The Past and Future of Detached Double White Dwarfs with Helium Donors

TL;DR

This paper develops a modeling method for the evolution of detached double white dwarf binaries with helium donors, emphasizing the role of hydrogen fusion and CNO flashes in their evolution and potential to predict system conditions.

Contribution

It introduces a combined stellar and orbital evolution model that accounts for hydrogen fusion and CNO flashes, improving understanding of DWD systems' evolutionary history.

Findings

Hydrogen fusion significantly influences donor evolution.

CNO flashes affect the ability to constrain evolutionary history.
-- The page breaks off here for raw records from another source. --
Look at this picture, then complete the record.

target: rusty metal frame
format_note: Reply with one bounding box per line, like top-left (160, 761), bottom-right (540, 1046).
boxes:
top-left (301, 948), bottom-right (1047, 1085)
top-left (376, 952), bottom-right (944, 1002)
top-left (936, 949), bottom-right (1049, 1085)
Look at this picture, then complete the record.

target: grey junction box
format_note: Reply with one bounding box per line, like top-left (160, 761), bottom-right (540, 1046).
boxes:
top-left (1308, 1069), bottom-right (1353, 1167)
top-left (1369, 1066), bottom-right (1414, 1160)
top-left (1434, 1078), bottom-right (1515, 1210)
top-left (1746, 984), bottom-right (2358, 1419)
Models can predict conditions at reattachment for various donor masses.

Abstract

We present a method for modeling the evolution of detached double white dwarf (DWD) binaries hosting helium donors from the end of the common envelope (CE) phase to the onset of Roche Lobe overflow (RLOF). This is achieved by combining detailed stellar evolution calculations of extremely low mass (ELM) helium WDs possessing hydrogen envelopes with the the orbital shrinking of the binary driven by gravitational radiation. We show that the consideration of hydrogen fusion in these systems is crucial, as a significant fraction ($\approx$50%) of future donors are expected to still be burning when mass transfer commences. We apply our method to two detached eclipsing DWD systems, SDSS J0651+2844 and NLTT-11748, in order to demonstrate the effect that carbon-nitrogen-oxygen (CNO) flashes have on constraining the evolutionary history of such systems. We find that when CNO flashes are absent on the low mass WD ($M_{2}$ < $0.18 M_{\odot}$), such as in NLTT-11748, we are able to self consistently solve for the donor conditions at CE detachment given a reliable cooling age from the massive WD companion. When CNO flashes occur (0.18 $M_{\odot}$ < $M_{2}$ < 0.36 $M_{\odot}$), such as in SDSS J0651+2844, the evolutionary history is eradicated and we are unable to comment on the detachment conditions. We find that for any donor mass our models are able to predict the conditions at reattachment and comment on the stabilizing effects of hydrogen envelopes. This method can be applied to a population of detached DWDs with measured donor radii and masses.